SSL certification chain caching


From: jim.halfpenny at gmail.com (Jim Halfpenny)
Date: Mon, 19 Apr 2010 21:00:32 +0100

Hi all,
Given all of the talk round SSL, root certs, MitM attacks I got to
thinking about how to mitigate this. I read the paper by Christopher
Soghoian and Sid Stamm (http://files.cloudprivacy.net/ssl-mitm.pdf)
and there are some obvious flaws in the Trust On First Use concept,
particularly if you are on a high risk network or in a high risk
country with draconian Internet censorship like Australia. So why not
compile a list of the SSL certificates in the wild and the chain of CA
certificates?
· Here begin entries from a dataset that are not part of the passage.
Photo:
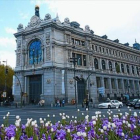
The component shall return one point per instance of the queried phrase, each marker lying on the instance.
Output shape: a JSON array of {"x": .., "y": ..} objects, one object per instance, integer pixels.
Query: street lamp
[
  {"x": 6, "y": 72},
  {"x": 74, "y": 61}
]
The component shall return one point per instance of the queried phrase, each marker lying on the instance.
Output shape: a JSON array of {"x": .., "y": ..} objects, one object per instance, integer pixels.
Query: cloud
[
  {"x": 7, "y": 50},
  {"x": 24, "y": 15},
  {"x": 117, "y": 19},
  {"x": 6, "y": 42},
  {"x": 10, "y": 30},
  {"x": 10, "y": 57}
]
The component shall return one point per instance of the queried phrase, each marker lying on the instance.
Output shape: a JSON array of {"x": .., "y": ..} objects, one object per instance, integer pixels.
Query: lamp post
[
  {"x": 20, "y": 90},
  {"x": 74, "y": 61},
  {"x": 6, "y": 72}
]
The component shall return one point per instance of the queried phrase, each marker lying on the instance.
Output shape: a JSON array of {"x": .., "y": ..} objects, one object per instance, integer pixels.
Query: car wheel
[
  {"x": 109, "y": 106},
  {"x": 120, "y": 106}
]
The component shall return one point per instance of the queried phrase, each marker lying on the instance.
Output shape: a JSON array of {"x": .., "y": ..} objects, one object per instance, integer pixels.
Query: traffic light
[{"x": 6, "y": 71}]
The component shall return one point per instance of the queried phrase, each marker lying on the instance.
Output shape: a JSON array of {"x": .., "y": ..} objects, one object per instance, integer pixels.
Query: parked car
[
  {"x": 111, "y": 104},
  {"x": 7, "y": 103},
  {"x": 131, "y": 102},
  {"x": 137, "y": 104}
]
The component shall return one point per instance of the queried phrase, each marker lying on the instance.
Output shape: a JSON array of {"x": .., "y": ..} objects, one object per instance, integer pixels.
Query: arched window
[
  {"x": 133, "y": 69},
  {"x": 110, "y": 66},
  {"x": 122, "y": 67},
  {"x": 96, "y": 63},
  {"x": 117, "y": 67},
  {"x": 127, "y": 69},
  {"x": 103, "y": 65},
  {"x": 35, "y": 52}
]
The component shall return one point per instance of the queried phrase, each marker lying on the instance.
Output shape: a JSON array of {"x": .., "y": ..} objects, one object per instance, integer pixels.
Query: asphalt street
[{"x": 37, "y": 112}]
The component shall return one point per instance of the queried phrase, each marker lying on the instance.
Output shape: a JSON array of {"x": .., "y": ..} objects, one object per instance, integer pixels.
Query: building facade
[{"x": 44, "y": 68}]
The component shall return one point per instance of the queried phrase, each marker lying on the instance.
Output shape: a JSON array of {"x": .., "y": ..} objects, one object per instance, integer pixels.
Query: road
[{"x": 37, "y": 112}]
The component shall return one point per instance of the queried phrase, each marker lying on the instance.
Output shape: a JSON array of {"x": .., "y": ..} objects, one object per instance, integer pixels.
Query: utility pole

If a certificate, the CA chain or other metadata differ
significantly from the cached version raise a flag or score the
likelyhood of it being compromised/altered/Chinese.

+10 for a new cert
+50 for a new CA cert in the chain
+666 for signed by a nation state CA

Yes, the major fatal flaw is again trust; do you want to start
depending on a 3rd party to vet your SSL certificates? The key factor
is not depending solely on the CA to verify authenticity; querying
certificate repositories (think http://pgp.mit.edu) in addition to
checking the SSL certificate could offer another layer of defense.
Offline databases could be disseminated out of band so end users could
examine their SSL connections for MitM tampering in hostile
environments. I've lots of ideas and am working on some of them at the
moment, any suggesions, advice and help welcome!